On 09/11/2015 04:44 PM, Tycho Andersen wrote:
> On Fri, Sep 11, 2015 at 03:02:36PM +0200, Daniel Borkmann wrote:
>> On 09/11/2015 02:20 AM, Tycho Andersen wrote:
>>> In the next patch, we're going to add a way to access the underlying
>>> filters via bpf fds. This means that we need to ref-count both the
>>> struct seccomp_filter objects and the struct bpf_prog objects separately,
>>> in case a process dies but a filter is still referred to by another
>>> process.
>>>
>>> Additionally, we mark classic converted seccomp filters as seccomp eBPF
>>> programs, since they are a subset of what is supported in seccomp eBPF.
>>>
>>> Signed-off-by: Tycho Andersen <tycho.andersen-Z7WLFzj8eWMS+FvcfC7Uqw@public.gmane.org>
>>> CC: Kees Cook <keescook-F7+t8E8rja9g9hUCZPvPmw@public.gmane.org>
>>> CC: Will Drewry <wad-F7+t8E8rja9g9hUCZPvPmw@public.gmane.org>
>>> CC: Oleg Nesterov <oleg-H+wXaHxf7aLQT0dZR+AlfA@public.gmane.org>
>>> CC: Andy Lutomirski <luto-kltTT9wpgjJwATOyAt5JVQ@public.gmane.org>
>>> CC: Pavel Emelyanov <xemul-bzQdu9zFT3WakBO8gow8eQ@public.gmane.org>
>>> CC: Serge E. Hallyn <serge.hallyn-GeWIH/nMZzLQT0dZR+AlfA@public.gmane.org>
>>> CC: Alexei Starovoitov <ast-DgEjT+Ai2ygdnm+yROfE0A@public.gmane.org>
>>> CC: Daniel Borkmann <daniel-FeC+5ew28dpmcu3hnIyYJQ@public.gmane.org>
>>> ---
>>>   kernel/seccomp.c | 4 +++-
>>>   1 file changed, 3 insertions(+), 1 deletion(-)
>>>
>>> diff --git a/kernel/seccomp.c b/kernel/seccomp.c
>>> index 245df6b..afaeddf 100644
>>> --- a/kernel/seccomp.c
>>> +++ b/kernel/seccomp.c
>>> @@ -378,6 +378,8 @@ static struct seccomp_filter *seccomp_prepare_filter(struct sock_fprog *fprog)
>>>   	}
>>>
>>>   	atomic_set(&sfilter->usage, 1);
>>> +	atomic_set(&sfilter->prog->aux->refcnt, 1);
>>> +	sfilter->prog->type = BPF_PROG_TYPE_SECCOMP;
>>
>> So, if you do this, then this breaks the assumption of eBPF JITs
>> that, currently, all classic converted BPF programs always have a
>> prog->type of BPF_PROG_TYPE_UNSPEC (see: bpf_prog_was_classic()).
>>
>> Currently, JITs make use of this information to determine whether
>> A and X mappings for such programs should or should not be cleared
>> in the prologue (s390 currently).
>>
>> In the seccomp_prepare_filter() stage, we're already past that, so
>> it will not cause an issue, but we certainly would need to be very
>> careful in future, if bpf_prog_was_classic() is then used at a later
>> stage when we already have a generated bpf_prog somewhere, as then
>> this assumption will break.
>
> The only reason we need to do this is to allow BPF_DUMP_PROG to work,
> since we were restricting it to only allow dumping of seccomp
> programs, since those don't have maps.
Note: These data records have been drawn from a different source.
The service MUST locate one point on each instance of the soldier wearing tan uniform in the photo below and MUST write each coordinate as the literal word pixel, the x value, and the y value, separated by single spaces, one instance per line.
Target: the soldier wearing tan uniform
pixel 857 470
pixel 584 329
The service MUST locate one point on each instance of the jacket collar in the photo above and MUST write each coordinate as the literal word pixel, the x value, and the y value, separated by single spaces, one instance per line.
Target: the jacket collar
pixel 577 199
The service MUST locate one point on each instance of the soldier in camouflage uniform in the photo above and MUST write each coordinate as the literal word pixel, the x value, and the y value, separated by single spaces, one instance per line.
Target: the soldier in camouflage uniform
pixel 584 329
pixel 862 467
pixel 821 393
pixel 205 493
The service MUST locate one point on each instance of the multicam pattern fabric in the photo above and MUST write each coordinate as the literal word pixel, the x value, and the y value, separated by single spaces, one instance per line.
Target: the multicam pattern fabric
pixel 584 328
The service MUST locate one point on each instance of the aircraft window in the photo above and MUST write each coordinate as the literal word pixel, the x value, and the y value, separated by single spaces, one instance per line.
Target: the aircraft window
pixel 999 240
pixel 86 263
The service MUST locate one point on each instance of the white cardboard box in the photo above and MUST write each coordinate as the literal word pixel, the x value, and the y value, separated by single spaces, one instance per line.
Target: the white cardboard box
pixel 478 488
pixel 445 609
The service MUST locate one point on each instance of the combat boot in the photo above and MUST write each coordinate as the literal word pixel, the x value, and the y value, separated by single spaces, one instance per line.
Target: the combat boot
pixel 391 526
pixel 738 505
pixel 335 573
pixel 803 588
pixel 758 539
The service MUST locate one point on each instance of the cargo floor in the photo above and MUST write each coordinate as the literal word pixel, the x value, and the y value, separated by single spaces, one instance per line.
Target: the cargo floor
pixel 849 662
Instead, perhaps we could allow
> dumping of BPF_PROG_TYPE_SECCOMP and BPF_PROG_TYPE_UNSPEC?

There are possibilities that BPF_PROG_TYPE_UNSPEC is calling helpers
already today, at least in networking case, not seccomp. So, since
you want to export [classic -> eBPF] only for seccomp, put fds on them
and dump these via bpf(2), you could allow that (with a big comment
stating why it's safe), but mid-term we really need to sanitize all
this stuff properly as this is needed for other types, too.